I made a simple demo of lazy list with images. May be helpful to somebody. It downloads images in the background thread. Images are being cached on SD card and in memory. I create just one thread and place download tasks into the queue. I think that's much more effective than multiple threads downloading and decoding images simultaneously. The cache implementation is very simple just enough for the demo. I decode images with inSampleSize to reduce memory consumption. I also try to handle recycled views correctly.

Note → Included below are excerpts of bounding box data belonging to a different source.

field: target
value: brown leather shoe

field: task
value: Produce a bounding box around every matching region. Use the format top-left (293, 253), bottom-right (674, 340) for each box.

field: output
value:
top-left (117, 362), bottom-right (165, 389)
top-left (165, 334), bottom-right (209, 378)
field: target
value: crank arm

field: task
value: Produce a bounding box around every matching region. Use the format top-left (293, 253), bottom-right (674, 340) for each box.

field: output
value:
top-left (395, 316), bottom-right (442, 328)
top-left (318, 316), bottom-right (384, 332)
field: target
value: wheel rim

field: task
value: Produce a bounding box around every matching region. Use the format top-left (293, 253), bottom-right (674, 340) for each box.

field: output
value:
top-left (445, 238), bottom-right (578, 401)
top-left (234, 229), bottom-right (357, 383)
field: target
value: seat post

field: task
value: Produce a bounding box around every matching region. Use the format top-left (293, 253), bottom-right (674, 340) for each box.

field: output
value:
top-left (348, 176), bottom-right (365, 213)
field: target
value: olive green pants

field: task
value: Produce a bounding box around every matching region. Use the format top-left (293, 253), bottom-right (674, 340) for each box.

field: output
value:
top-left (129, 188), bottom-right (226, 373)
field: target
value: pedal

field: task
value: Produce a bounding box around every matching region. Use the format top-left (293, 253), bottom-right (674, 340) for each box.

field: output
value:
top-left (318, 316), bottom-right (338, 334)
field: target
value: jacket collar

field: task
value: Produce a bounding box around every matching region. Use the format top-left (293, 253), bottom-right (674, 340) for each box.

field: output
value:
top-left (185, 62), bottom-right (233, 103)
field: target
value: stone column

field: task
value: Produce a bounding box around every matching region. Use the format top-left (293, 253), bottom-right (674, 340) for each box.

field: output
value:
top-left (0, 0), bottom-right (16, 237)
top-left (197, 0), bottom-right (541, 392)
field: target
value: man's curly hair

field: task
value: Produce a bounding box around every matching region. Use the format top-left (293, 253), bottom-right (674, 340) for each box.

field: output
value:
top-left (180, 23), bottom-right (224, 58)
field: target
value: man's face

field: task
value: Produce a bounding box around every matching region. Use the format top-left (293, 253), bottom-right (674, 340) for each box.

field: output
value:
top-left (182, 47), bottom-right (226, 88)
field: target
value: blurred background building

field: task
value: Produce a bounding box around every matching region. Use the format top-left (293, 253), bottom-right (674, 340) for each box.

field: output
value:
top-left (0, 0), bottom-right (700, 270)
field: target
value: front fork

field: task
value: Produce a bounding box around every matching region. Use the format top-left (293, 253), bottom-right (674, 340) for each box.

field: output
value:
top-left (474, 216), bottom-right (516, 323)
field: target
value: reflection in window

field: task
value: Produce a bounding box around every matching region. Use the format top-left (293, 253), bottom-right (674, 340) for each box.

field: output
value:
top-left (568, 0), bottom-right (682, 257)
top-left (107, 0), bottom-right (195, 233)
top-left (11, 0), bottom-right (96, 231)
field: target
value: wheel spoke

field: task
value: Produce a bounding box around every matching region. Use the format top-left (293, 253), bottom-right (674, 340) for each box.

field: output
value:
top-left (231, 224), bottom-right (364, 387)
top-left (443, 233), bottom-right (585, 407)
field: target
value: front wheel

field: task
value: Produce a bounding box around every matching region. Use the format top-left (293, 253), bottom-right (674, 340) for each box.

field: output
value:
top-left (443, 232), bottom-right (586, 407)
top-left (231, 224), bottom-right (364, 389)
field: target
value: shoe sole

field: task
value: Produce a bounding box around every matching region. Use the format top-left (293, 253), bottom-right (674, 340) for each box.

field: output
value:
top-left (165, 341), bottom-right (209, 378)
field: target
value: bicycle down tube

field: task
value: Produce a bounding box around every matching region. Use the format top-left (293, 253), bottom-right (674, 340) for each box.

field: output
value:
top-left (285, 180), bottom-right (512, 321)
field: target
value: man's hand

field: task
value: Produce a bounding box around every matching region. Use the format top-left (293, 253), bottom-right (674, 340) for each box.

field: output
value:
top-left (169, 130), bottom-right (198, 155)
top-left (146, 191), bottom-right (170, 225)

Source is available here http://open-pim.com/tmp/LazyList.zip

alt text

Fedor
This is really great one....Thanx Fedor
PM - Paresh Mayani
Very good! Thanks Fedor
DroidIn.net
This is a great piece of code! Exactly what I was looking for. Does require an SD card, but still the most efficient way I have found. Great job, and thanks!
Daniel
I'v tried sooo many ways and wasted way too many hours trying to to get this to work nicely...your implementation is just about perfect! Great piece of code indeed!
Kman
I'll have a look into it, but from just running your application, it looks awesome. Thank you Fedor!
Fabio Milheiro
I'm going to have a look at this code tomorrow. You've probably saved me some time working this out, as it's quite a regular pattern. Thanks!
Tim Almond
@Fedor, I have just posted a question about your project. If you or anyone else can help me on this one, I appreciate it. Here's the link:http://stackoverflow.com/questions/3791930/android-application-socketexception-permission-denied-no-such-file-or-directory
Fabio Milheiro
Thank you, I'm using a slightly modified version of your code almost everywhere in my project:http://code.google.com/p/vimeoid/source/browse/apk/src/com/fedorvlasov/lazylist/ImageLoader.java
shaman.sir
Very usefull.. Thanks for sharing
Vinayak.B
Has anyone looked at the code by Gilles Debunne as an alternative. The two big differences I see are 1) in memory caching vs SD card and 2) the use of AsyncTasks instead of a thread pool. http://android-developers.blogspot.com/2010/07/multithreading-for-performance.html
Richard
A: 

I know it's been a long time since this thread started, but I was wondering if access to the drawable cache is thread safe in the above code? Isn't there a possible race condition if the ui thread is getting a value out of the cache while a spawned download thread is putting one in?

+1  A: 

Here is a very good tutorial from the Android Blog: http://android-developers.blogspot.com/2010/07/multithreading-for-performance.html

Thomas Ahle
A: 

I have a small ( BIG ) problem with thous codes above. I have used some features from the two types of code and I have problem when some image from the "down" elements is queued for downloading, and the user scrolls to the "up" elements in the list. Then one image is displayed in wrong position in the "up" elements. I have included the image.tag (image.getTag()) to compare if the imageView is the right one.

Please help me.

Thanks for thous codes. You helped me a lot.